In layman’s terms, FPI refers to investing in the financial assets of a foreign country, such as stocks or bonds available on an exchange. The FPI flows are only expected to increase as India presents higher growth opportunities, which the global investors can no longer ignore.
Mauritius and its Indian connection
Mauritius is a small island off the coast of Africa. What makes the country so interesting is that it is the only country in Africa which is a Hindu majority. 6,70,000 Hindus reside in the tiny and picturesque country. There are hundreds of Hindu Temples in Mauritius.
As a result, Mauritius and India have excellent bilateral relations and people to people ties. Under PM Pravind Jugnauth, those ties have only soared. Indians are extremely proud of the diplomacy extended to the vanilla Islands as it strengthens India’s naval position against China’s invasive and belligerent ambition in the Indian Ocean.
As reported by TFI, the project was broached during the United Progressive Alliance (UPA) government in 2005 but was unable to get underway. Nevertheless, in 2015, after PM Modi visited the island nation, he signed an agreement to develop the strategically important airbase. A new life was granted to the project in 2018 when it was handed over to India’s AFSCONS Infrastructure.
Mauritius getting back on its feet can largely be attributed to India’s support to the country during the tumultuous times and its clout in the Paris-based watchdog.
Reportedly, when External Affairs Minister S Jaishankar visited Mauritius earlier this year in February, Prime Minister Pravind Jugnauth remained thankful to the Indian government and stated, “Based on the respect for the rule of law, in that context, we reviewed the latest developments in respect of the completion of the decolonisation of Mauritius, a matter on which India has given its unflinching support right from the beginning of our struggle.”

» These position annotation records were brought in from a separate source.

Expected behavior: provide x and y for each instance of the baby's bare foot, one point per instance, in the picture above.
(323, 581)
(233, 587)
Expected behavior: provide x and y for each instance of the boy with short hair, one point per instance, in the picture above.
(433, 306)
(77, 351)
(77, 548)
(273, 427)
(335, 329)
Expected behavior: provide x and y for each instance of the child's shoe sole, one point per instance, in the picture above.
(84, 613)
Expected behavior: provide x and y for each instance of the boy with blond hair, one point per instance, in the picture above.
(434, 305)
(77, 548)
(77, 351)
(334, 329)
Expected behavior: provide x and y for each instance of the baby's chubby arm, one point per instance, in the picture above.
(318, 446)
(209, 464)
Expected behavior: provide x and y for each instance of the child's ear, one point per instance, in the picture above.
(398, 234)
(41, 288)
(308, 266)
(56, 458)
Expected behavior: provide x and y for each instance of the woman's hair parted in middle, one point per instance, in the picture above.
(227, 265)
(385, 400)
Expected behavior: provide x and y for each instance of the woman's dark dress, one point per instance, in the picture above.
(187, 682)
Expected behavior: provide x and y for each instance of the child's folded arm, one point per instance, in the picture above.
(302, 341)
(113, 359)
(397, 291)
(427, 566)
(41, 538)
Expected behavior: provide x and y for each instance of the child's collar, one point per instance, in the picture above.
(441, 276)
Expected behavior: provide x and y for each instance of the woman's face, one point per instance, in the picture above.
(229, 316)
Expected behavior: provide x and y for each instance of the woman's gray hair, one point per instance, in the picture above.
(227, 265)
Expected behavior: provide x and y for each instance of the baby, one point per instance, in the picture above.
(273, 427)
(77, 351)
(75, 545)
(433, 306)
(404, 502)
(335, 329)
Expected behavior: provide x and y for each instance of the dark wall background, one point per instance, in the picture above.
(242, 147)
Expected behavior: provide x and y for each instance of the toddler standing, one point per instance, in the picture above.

The whitelisting would significantly boost the investment morale of companies across the globe which prefer Mauritius as a destination to make investments in India. If the RBI can keep a strict check on the investments, and foil the notorious elements looking to use the route to launder money once again, the decision of FATF to bring Mauritius back into the game could have a huge financial upside for India.